Now the problems to solve are more network engineering- and development-oriented, so the next data scientists on rotation will move on to experiment with different data sets and objectives. But there is more to come on this application of RL, so keep an eye out for future updates.

New publications

On top of the major project for of the R&D Program over the last three months, the data scientists involved with the program also completed and documented two additional projects from the certified backlog. Their efforts represent the benefit of opening up the slate of projects deemed interesting by the PSP, allowing the data scientists additional opportunity to learn and get a head start on experimenting outside of their project work.

The resulting papers were the first to work through the newly formalized peer review process and are also indicative of the increasing breadth of the R&D community across WWT, as more groups and areas of the company become interested to be involved in the exciting R&D work.

What's next?

Another highlight of the past few months has been the number of new and exciting technologies coming to market, even in the midst of COVID-19. The R&D team would like to highlight the following technology in particular for its applicability to WWT and our partners.

It's time to admit something. This article was not really written by a person...

It was, in fact, written by several people!

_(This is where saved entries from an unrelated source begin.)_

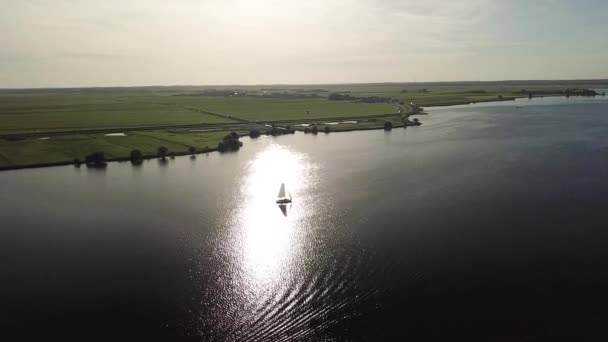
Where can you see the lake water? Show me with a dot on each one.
(488, 221)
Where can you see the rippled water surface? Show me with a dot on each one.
(487, 221)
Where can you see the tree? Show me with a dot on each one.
(136, 157)
(162, 152)
(230, 143)
(254, 133)
(96, 159)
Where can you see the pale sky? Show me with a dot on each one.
(61, 43)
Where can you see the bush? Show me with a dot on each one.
(96, 159)
(254, 133)
(136, 157)
(230, 143)
(162, 152)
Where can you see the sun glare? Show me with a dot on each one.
(268, 231)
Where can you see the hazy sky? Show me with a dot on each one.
(164, 42)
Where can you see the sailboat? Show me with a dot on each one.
(282, 199)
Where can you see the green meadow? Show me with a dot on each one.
(44, 126)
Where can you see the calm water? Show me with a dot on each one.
(488, 221)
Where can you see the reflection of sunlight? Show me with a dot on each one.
(267, 235)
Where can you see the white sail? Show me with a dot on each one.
(282, 191)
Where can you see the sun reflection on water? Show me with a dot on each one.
(268, 233)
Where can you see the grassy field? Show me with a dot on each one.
(48, 112)
(31, 151)
(39, 126)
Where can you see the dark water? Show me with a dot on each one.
(487, 222)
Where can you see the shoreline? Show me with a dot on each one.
(404, 122)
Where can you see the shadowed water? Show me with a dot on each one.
(487, 222)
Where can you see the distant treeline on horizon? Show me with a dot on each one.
(603, 82)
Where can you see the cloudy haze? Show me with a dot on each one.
(154, 42)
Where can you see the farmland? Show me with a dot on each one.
(47, 126)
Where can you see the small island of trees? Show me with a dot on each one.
(231, 142)
(96, 159)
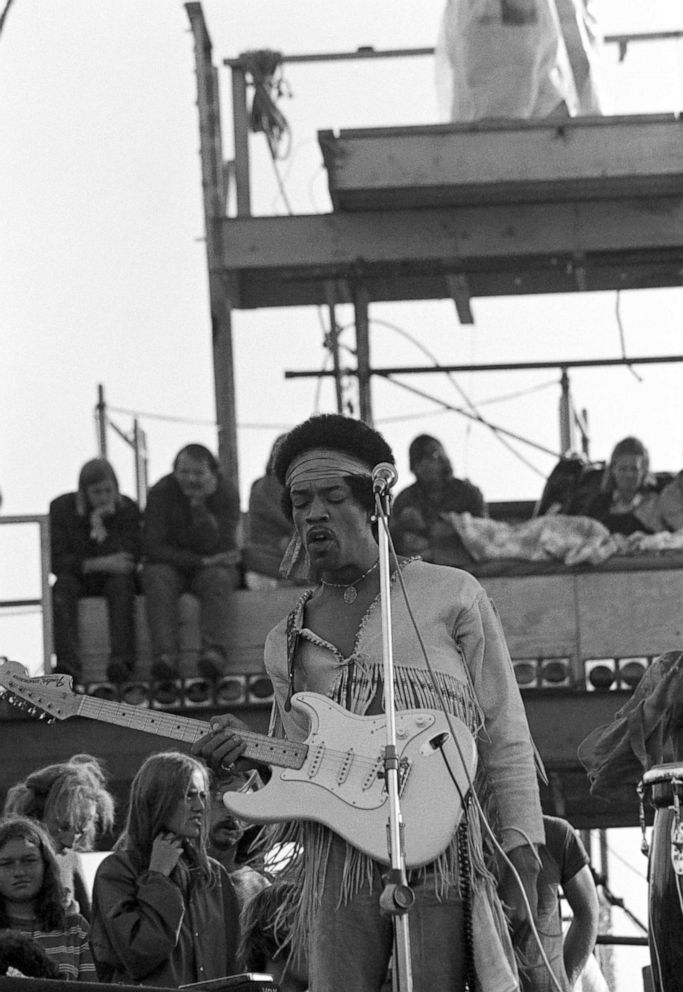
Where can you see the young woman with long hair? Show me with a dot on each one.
(164, 912)
(32, 899)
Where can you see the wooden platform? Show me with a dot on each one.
(504, 162)
(570, 620)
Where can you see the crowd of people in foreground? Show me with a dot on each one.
(166, 911)
(167, 902)
(188, 540)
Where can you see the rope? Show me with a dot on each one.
(265, 69)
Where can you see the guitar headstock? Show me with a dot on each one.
(50, 697)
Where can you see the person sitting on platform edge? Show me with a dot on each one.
(331, 644)
(627, 501)
(189, 544)
(420, 521)
(95, 549)
(164, 912)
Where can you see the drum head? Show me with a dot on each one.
(659, 783)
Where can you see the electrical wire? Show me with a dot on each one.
(473, 414)
(622, 337)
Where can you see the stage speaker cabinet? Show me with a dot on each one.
(259, 690)
(197, 693)
(556, 673)
(630, 671)
(108, 691)
(231, 690)
(526, 672)
(166, 694)
(136, 694)
(601, 674)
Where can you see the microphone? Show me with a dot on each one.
(384, 476)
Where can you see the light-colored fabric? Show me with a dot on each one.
(467, 651)
(518, 59)
(67, 948)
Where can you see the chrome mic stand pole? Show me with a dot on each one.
(396, 898)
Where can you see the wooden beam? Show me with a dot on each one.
(222, 284)
(459, 291)
(337, 242)
(502, 162)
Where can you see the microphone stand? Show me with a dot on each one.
(397, 897)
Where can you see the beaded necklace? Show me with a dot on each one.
(350, 590)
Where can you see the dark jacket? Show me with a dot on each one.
(179, 534)
(153, 930)
(70, 541)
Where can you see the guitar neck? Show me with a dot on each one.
(259, 747)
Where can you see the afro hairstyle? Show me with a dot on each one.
(337, 433)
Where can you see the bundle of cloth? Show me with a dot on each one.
(571, 540)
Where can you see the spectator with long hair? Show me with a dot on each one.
(164, 912)
(71, 801)
(628, 496)
(32, 899)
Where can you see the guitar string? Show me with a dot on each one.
(191, 730)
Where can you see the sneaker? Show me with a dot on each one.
(118, 670)
(163, 669)
(211, 664)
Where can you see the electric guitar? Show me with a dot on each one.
(335, 776)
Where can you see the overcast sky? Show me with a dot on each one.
(103, 274)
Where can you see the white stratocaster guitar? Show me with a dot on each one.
(335, 776)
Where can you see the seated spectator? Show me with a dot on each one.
(420, 523)
(626, 502)
(71, 801)
(189, 542)
(669, 505)
(95, 548)
(23, 957)
(269, 530)
(32, 899)
(570, 487)
(566, 869)
(164, 912)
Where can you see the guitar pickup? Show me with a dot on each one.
(345, 768)
(316, 760)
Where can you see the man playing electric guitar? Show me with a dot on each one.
(331, 644)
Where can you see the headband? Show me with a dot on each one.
(324, 463)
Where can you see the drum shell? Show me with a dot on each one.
(664, 889)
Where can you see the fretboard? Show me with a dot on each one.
(259, 747)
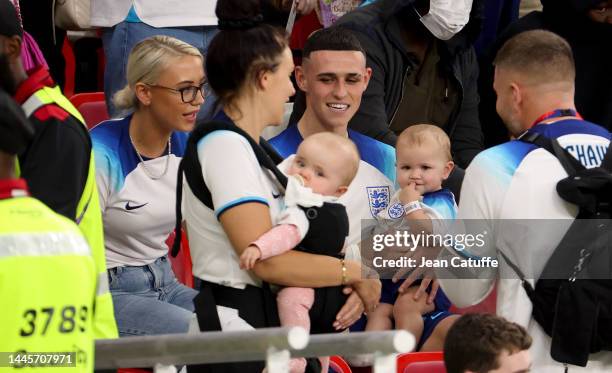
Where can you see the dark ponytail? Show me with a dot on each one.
(242, 49)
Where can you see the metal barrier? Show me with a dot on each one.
(383, 345)
(272, 345)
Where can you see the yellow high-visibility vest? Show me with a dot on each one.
(88, 216)
(47, 290)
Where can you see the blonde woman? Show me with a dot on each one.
(137, 162)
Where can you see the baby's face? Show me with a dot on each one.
(321, 171)
(423, 165)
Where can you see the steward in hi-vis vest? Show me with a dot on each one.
(58, 162)
(47, 273)
(59, 168)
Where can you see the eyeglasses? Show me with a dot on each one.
(188, 94)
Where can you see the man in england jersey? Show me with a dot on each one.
(334, 77)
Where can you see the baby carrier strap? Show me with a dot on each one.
(192, 169)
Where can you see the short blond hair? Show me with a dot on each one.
(340, 147)
(147, 60)
(541, 56)
(420, 134)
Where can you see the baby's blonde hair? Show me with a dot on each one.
(147, 61)
(419, 134)
(340, 146)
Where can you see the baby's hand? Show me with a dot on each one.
(249, 256)
(409, 194)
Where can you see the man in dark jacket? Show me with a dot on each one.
(587, 27)
(424, 70)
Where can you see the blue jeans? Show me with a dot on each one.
(150, 300)
(119, 40)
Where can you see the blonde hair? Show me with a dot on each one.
(146, 62)
(340, 148)
(419, 134)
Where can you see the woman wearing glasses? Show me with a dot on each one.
(137, 159)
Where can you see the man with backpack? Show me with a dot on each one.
(518, 188)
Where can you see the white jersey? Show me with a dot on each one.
(233, 176)
(156, 13)
(517, 180)
(137, 211)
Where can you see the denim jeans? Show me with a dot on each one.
(149, 299)
(119, 40)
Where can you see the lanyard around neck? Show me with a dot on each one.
(557, 114)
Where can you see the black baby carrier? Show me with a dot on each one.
(572, 299)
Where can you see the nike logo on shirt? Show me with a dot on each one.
(130, 208)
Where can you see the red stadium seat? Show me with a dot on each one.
(425, 367)
(91, 106)
(338, 365)
(421, 362)
(181, 265)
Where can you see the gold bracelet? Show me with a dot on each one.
(344, 275)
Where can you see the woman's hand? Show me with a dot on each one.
(350, 312)
(369, 292)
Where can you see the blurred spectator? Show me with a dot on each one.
(587, 26)
(128, 22)
(137, 162)
(329, 11)
(58, 164)
(37, 16)
(498, 14)
(420, 72)
(486, 344)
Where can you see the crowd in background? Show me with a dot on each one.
(428, 92)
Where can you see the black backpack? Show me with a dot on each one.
(572, 299)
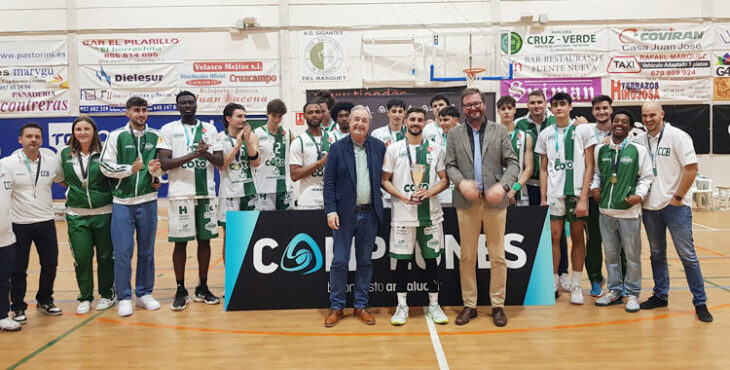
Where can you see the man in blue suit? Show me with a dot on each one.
(354, 206)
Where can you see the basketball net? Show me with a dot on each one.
(473, 75)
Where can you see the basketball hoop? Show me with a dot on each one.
(472, 76)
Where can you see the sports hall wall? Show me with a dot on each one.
(62, 58)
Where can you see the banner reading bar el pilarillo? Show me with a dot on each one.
(281, 260)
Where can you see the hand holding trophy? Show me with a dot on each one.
(417, 173)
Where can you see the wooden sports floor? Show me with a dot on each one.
(563, 336)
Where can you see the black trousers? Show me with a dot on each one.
(43, 235)
(7, 260)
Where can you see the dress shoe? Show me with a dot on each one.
(333, 317)
(364, 316)
(466, 315)
(500, 319)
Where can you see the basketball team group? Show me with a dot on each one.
(603, 178)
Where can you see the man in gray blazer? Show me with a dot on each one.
(483, 166)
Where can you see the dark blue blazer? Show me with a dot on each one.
(340, 179)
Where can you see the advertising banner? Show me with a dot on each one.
(669, 38)
(33, 53)
(270, 267)
(214, 99)
(34, 90)
(230, 74)
(559, 65)
(375, 99)
(323, 56)
(580, 89)
(681, 64)
(138, 49)
(641, 90)
(552, 40)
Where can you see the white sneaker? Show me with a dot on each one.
(576, 295)
(437, 314)
(125, 308)
(610, 298)
(565, 283)
(83, 307)
(105, 303)
(633, 304)
(148, 303)
(400, 316)
(9, 324)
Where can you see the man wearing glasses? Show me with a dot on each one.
(482, 179)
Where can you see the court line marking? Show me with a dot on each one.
(414, 334)
(436, 342)
(54, 341)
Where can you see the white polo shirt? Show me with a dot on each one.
(668, 156)
(33, 201)
(7, 238)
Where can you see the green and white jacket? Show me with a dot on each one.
(121, 149)
(95, 198)
(634, 174)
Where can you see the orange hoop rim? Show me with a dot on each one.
(473, 72)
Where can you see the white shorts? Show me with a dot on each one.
(191, 218)
(268, 202)
(235, 204)
(403, 241)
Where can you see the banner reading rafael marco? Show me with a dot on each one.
(557, 52)
(251, 83)
(34, 77)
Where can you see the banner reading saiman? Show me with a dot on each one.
(638, 89)
(34, 90)
(138, 49)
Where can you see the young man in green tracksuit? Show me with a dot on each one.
(622, 179)
(128, 158)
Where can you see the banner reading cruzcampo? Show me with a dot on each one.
(131, 50)
(580, 89)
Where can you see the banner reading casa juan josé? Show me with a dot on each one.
(274, 267)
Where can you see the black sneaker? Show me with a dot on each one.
(702, 313)
(181, 299)
(19, 316)
(653, 302)
(202, 294)
(49, 309)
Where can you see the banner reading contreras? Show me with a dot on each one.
(138, 49)
(214, 99)
(34, 90)
(580, 89)
(33, 53)
(323, 56)
(230, 74)
(638, 89)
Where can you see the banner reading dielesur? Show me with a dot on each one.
(107, 88)
(140, 49)
(654, 89)
(34, 77)
(580, 89)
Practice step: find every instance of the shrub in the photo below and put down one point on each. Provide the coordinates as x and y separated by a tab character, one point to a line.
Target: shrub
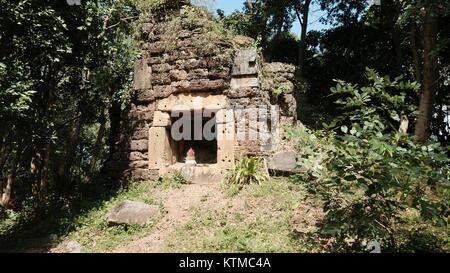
248	171
369	175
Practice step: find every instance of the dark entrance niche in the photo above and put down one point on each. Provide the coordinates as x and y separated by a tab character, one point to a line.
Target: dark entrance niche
205	150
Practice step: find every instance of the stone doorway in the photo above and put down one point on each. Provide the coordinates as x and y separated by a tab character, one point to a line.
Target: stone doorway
165	151
204	146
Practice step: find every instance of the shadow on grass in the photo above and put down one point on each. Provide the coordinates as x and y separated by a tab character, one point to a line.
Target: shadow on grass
32	230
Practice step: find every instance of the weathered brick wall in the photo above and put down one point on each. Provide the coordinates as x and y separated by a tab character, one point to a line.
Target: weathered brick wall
185	53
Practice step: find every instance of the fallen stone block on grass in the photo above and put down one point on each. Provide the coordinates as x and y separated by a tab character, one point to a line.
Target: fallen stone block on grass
133	213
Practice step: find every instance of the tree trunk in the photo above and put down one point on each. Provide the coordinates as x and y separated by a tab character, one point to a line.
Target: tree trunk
423	124
65	166
304	30
391	13
415	52
115	115
97	147
6	196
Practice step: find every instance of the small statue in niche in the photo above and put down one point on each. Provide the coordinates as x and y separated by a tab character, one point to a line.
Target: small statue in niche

Though we are very excited though about the possibility of custom-prompted and artificially generated prose that is indistinguishable from real human-created text, this article truly was written by the authors. As is clear from some lighthearted examples of fake content generated by OpenAI's new language model GPT-3 (here and here), we are closer than ever before to being able to speak to computers and have them answer.

This last and even more advanced model, described in a recently released paper, builds off OpenAI's 2019 success using scale to create a production-ready generalized pretrained text (GPT) response generator. OpenAI's engineers again leveraged an astronomically sized training data set and millions more parameters for the latest edition, and the organization has opened an API access point to their GPT-3 model for experimentation by academic, commercial and individual collaborators.

The AI R&D Program has a surfeit of ideas and use cases ready to tackle with GPT-3's help, so stay tuned for future articles once we have hopefully been granted beta API access!

In the future, the R&D Team will continue to encourage new ideas and experimentation as we solidify the MLOps capability, push forward different RL applications and experiment with new technologies. We are excited to continue bringing more people from across WWT into the program and to establish and expand our external partnerships. The R&D Operations Team will continue developing processes and operations to enable data scientists and engineers to realize and publicize their ideas and ongoing efforts.